Em situação análoga, a Lei Kandir já prevê que, em regra, o montante do IPI não integra a base de cálculo do ICMS quando a operação, concomitantemente, for fato gerador de ambos os impostos. O motivo é justamente o fato de o IPI ser um tributo não cumulativo e calculado “por fora”. Se a lógica jurídica já consolidada exclui o IPI, que possui sistemática semelhante, não há fundamento para se admitir a inclusão do IBS e da CBS.

Ignorar essa sistemática e forçar a inclusão dos novos tributos na base dos antigos representaria uma ampliação ilegal da base de cálculo por via interpretativa, em clara violação ao princípio da legalidade (artigo 150, I, da CF), segundo o qual um tributo só pode ser exigido ou aumentado nos termos exatos definidos por lei.

Tributo sobre tributo

A exigência em discussão também representa violação às diretrizes da reforma e ressuscita a lógica perversa do sistema anterior.

A criação de um sistema que permite a incidência de “tributo sobre tributo” é a antítese da simplificação, pois gera complexidade de cálculo, demanda parametrizações sistêmicas onerosas, além de formatar o contencioso judicial.

A reforma, que tinha como meta racionalizar e reduzir a litigiosidade, já nasce alimentando uma nova tese de disputa em massa, frustrando o ideal de um sistema tributário mais enxuto.

Além disso, a transparência, um dos objetivos mais celebrados da reforma, seria diretamente comprometida.
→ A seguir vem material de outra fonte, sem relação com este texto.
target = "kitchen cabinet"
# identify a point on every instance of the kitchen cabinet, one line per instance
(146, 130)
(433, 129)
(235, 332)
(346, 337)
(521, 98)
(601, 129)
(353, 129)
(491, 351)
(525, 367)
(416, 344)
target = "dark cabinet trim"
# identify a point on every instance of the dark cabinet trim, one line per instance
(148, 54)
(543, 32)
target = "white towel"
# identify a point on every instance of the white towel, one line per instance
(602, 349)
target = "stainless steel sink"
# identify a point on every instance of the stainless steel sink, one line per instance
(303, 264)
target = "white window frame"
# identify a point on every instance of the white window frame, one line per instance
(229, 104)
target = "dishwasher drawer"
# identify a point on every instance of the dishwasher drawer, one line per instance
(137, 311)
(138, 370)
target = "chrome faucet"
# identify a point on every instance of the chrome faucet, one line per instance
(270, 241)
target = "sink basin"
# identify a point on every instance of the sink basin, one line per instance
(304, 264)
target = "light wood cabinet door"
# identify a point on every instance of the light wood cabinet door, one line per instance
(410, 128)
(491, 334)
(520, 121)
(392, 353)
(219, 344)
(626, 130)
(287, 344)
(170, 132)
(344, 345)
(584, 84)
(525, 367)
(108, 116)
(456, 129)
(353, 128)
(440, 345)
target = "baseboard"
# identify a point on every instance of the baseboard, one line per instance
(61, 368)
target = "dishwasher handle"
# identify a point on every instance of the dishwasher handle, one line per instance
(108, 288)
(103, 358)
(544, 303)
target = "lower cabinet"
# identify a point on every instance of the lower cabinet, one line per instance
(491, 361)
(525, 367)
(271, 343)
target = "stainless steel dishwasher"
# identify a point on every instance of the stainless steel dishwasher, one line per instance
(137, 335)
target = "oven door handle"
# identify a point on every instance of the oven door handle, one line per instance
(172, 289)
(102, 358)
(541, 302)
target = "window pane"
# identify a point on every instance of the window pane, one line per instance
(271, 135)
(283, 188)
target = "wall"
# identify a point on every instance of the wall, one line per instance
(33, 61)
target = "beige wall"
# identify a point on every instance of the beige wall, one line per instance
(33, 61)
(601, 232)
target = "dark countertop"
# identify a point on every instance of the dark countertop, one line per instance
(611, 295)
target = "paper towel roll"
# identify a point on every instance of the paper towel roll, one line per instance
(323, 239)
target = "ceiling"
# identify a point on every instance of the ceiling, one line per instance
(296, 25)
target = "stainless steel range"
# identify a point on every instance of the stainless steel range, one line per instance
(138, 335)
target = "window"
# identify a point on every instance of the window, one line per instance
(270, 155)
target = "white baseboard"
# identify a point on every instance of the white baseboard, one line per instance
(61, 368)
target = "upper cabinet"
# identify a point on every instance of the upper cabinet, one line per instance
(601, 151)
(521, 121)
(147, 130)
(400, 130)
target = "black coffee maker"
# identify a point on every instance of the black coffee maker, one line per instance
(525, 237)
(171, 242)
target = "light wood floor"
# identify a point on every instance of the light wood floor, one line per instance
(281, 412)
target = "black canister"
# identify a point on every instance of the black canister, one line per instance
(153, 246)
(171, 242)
A ideia da instituição do IBS/CBS calculados por fora e destacados no documento fiscal é justamente que se saiba o valor pago a título de tributos. Defender que o ICMS, IPI e ISS incidam sobre esses valores torna o sistema obscuro, pois embute no preço de venda um custo fiscal oculto, distorcendo a informação prestada ao consumidor.

Por fim, é também violada a neutralidade tributária, que busca garantir que a reforma tributária não traga ônus fiscal adicional aos contribuintes. A sobreposição de incidências gera um aumento artificial de tributos, que penaliza cadeias produtivas mais longas e distorce a formação de preços, exatamente o problema estrutural que o novo sistema foi desenhado para eliminar.

Permitir a cobrança dos atuais tributos sobre o IBS/CBS é, em última análise, trair a promessa de simplificação do sistema, mantendo a lógica do sistema anterior e frustrando a expectativa de um ambiente de negócios mais simples e justo.

Entendemos, pois, que a tese do fisco é juridicamente indefensável e representa um retrocesso no avanço pretendido com a reforma do sistema tributário.

Diante do iminente início do período de transição, a resolução célere e definitiva, seja por intervenção legislativa (PLP nº 16/2025) ou pela necessária manifestação do Poder Judiciário, é fundamental para garantir que a transição da reforma tributária avance rumo a um sistema mais simples, justo e eficiente, e não seja marcada pela instauração de um novo e massivo contencioso tributário.

Fonte: Consultor Jurídico, 9 de dezembro de 2025.